Supremo Tribunal Federal mantém prisão de banqueiro e aliados em decisão unânime
Por unanimidade de quatro votos a zero, a Segunda Turma do Supremo Tribunal Federal (STF) decidiu nesta sexta-feira, dia 20, manter a prisão do banqueiro Daniel Vorcaro, proprietário do Banco Master. O colegiado finalizou o julgamento virtual do caso e referendou integralmente a decisão do ministro André Mendonça, que no dia 4 deste mês havia determinado a prisão do banqueiro e mais dois de seus aliados.
Aliados também permanecem presos após decisão do STF
Além de Daniel Vorcaro, também vão continuar presos o seu cunhado, Fabiano Zettel, acusado de atuar como operador financeiro, e o escrivão aposentado da Polícia Federal, Marilson Roseno da Silva. Este último teria auxiliado no acesso a informações sigilosas das investigações em curso, conforme apontam as acusações. O julgamento virtual teve início na sexta-feira anterior, dia 13, quando já se formava uma maioria de três votos a zero pela manutenção das prisões.
Naquela ocasião, votaram favoravelmente à manutenção da prisão os ministros André Mendonça, Luiz Fux e Nunes Marques. O último voto foi proferido hoje pelo ministro Gilmar Mendes, que acompanhou a maioria, mas fez diversas ressalvas em seu voto, destacando aspectos processuais. O ministro Dias Toffoli, que também integra o colegiado, declarou-se suspeito e não participou do julgamento. Toffoli é um dos sócios do resort Tayayá, localizado no Paraná, empreendimento que foi adquirido por um fundo de investimentos ligado ao Banco Master e atualmente sob investigação da Polícia Federal.
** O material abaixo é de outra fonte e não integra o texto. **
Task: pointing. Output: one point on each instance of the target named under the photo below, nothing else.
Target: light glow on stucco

Mudança de advogados e rumores de delação premiada
Na semana passada, após o Supremo Tribunal Federal formar a maioria de votos, Daniel Vorcaro optou por mudar sua equipe de defesa. A banca do advogado Pierpaolo Bottini, conhecida por ser crítica em relação a acordos de delação premiada, deixou o processo e foi substituída por José Luis Oliveira, um dos criminalistas mais renomados do país. Essa alteração sinalizou claramente a intenção de Vorcaro em buscar a assinatura de um acordo de delação premiada com as autoridades.
Ontem, o banqueiro foi transferido da Penitenciária Federal em Brasília para a carceragem da superintendência da Polícia Federal. A mudança do local de prisão representou o primeiro passo concreto nas tratativas para o fechamento de uma colaboração premiada com os delegados responsáveis pela investigação e com a Procuradoria-Geral da República (PGR). Esse movimento reforça as especulações sobre um possível acordo que poderia revelar novos detalhes sobre as operações financeiras em questão.
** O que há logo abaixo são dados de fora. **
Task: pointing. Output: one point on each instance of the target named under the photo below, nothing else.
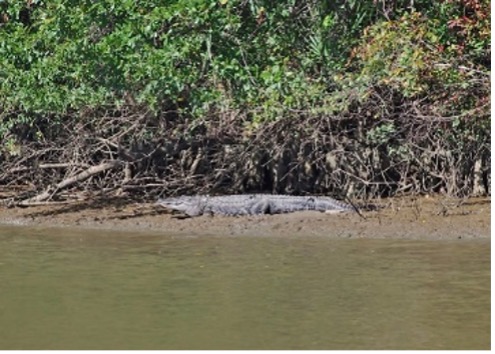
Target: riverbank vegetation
(357, 98)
Contexto político e acusações envolvendo figuras públicas
Paralelamente, figuras públicas como Sergio Moro e Deltan Dallagnol têm propagado a tese, inicialmente apresentada por Gerson Camarotti da GloboNews, de que Daniel Vorcaro ascendeu com o desmonte da Operação Lava Jato. O Banco Master foi fundado em 2019 e ganhou força significativa durante o governo Bolsonaro, período em que o ex-juiz Sergio Moro atuava como ministro da Justiça. Essas alegações adicionam uma camada política complexa ao caso, levantando questões sobre as relações entre poder econômico e influência governamental.
A decisão do STF, portanto, não apenas confirma a prisão dos envolvidos, mas também destaca os intricados laços entre investigações criminais, estratégias de defesa e o cenário político brasileiro. O caso continua a evoluir, com expectativas sobre os próximos desdobramentos da possível delação premiada e seus impactos nas esferas jurídica e pública.